Она смотрела, как Рута моет полы, как шинкует большие кочаны капусты, как растирает в глиняной миске творог. И чем дольше на нее смотрела, тем больше убеждалась в своем мнении. Иногда, когда в доме стирали или убирали, а Михал был занят, Мися просила детей отвезти бабушку в лес. Дети осторожно спускали кресло, а дальше, за сиренью, уже невидимые из дома, неслись по Большаку, толкая перед собой кресло с застывшим величественным телом Геновефы. Оставляли ее с растрепанными волосами и рукой, беспомощно упавшей за поручень, а сами бежали в перелесок за грибами или земляникой.
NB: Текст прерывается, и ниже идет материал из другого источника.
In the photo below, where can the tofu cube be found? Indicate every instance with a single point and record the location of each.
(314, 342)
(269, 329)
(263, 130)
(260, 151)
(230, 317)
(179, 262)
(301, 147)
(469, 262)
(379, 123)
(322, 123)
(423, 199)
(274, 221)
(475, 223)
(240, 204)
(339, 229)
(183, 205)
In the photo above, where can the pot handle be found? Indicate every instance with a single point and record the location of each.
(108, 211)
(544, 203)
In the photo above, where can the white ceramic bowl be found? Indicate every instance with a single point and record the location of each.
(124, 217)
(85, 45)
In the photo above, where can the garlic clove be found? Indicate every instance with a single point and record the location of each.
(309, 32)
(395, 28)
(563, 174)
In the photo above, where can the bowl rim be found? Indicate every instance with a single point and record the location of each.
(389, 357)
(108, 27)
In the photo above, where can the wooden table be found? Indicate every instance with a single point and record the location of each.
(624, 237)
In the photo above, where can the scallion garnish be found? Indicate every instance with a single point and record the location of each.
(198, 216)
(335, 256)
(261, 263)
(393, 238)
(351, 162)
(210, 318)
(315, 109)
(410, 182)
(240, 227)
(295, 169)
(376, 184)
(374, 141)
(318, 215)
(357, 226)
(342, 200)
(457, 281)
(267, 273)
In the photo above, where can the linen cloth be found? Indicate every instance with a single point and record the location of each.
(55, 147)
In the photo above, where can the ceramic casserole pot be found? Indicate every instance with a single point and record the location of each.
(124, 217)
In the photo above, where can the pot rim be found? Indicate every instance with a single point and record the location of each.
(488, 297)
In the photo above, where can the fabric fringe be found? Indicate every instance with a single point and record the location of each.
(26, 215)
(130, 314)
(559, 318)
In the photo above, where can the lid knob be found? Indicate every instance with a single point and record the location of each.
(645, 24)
В один из таких дней Геновефа увидела краем глаза, что из леса на Большак вышла Колоска. Геновефа не могла пошевелить головой, поэтому ждала. Колоска приблизилась к ней и с любопытством обошла кресло вокруг. Присела перед Геновефой на корточки и заглянула ей в лицо. Обе в течение минуты мерили друг друга взглядом. Колоска уже не была похожа на ту девушку, которая босиком ходила по снегу. Она сделалась крепче и еще больше. Ее толстые косы были сейчас белыми.
— Ты подменила мне ребенка, — сказала Геновефа.
Колоска рассмеялась и взяла в свою теплую ладонь ее безвольную руку.
— Ты забрала у меня девочку, а мне оставила мальчика. Рута моя дочь.
— Все молодые женщины — дочери старых женщин. Впрочем, тебе уже не нужны ни дочери, ни сыновья.
— Меня разбил паралич. Я не могу пошевелиться.
Колоска взяла безвольную ладонь Геновефы и поцеловала ее.
— Встань и иди, — сказала она.
— Нет, — шепнула Геновефа и, не осознавая своего движения, покачала головой.
Колоска засмеялась и двинулась в сторону Правека.
После этой встречи Геновефе расхотелось разговаривать. Она произносила лишь «да» или «нет». Как-то она услышала, как Павел шептал Мисе, что паралич поражает также и мозг. «А, пусть себе думают, — размышляла она, — паралич поражает мой мозг, но я-то все равно пока еще где-то есть».
После завтрака Михал вывозил Геновефу во двор. Ставил кресло на траве у забора, а сам садился на скамейку. Вытаскивал папиросную бумагу и долго крошил табак в пальцах. Геновефа смотрела перед собой на Большак, разглядывала гладкие камни брусчатки, которые были похожи на макушки голов тысячи закопанных в землю людей.
— Тебе не холодно? — спрашивал Михал.
Она качала головой.
Потом Михал заканчивал курить и уходил. Геновефа оставалась в кресле и смотрела на сад Попугаихи, на песчаную полевую дорогу, которая вилась между пятнами зелени и желтизны. Потом она смотрела на свои ступни, колени, бедра — они были такие же далекие и так же не принадлежали ей, как и пески, поля и сады. Ее тело было пришедшей в негодность фигуркой из ненадежного человеческого материала.
Ей было странно, что она еще шевелит пальцами, что у нее остались ощущения в ладонях бледных рук, которые много месяцев не знали работы. Она клала эти ладони на омертвевшие колени и перебирала складки юбки. «Я — это тело», — говорила она себе. И в теле Геновефы, как раковые клетки, как плесень, разрастались картины убийства людей. Убийство заключается в отнятии права на движение, ведь жизнь это движение. Убиваемое тело обездвиживается. Человек это тело. И все, что человек переживает, имеет начало и конец в теле.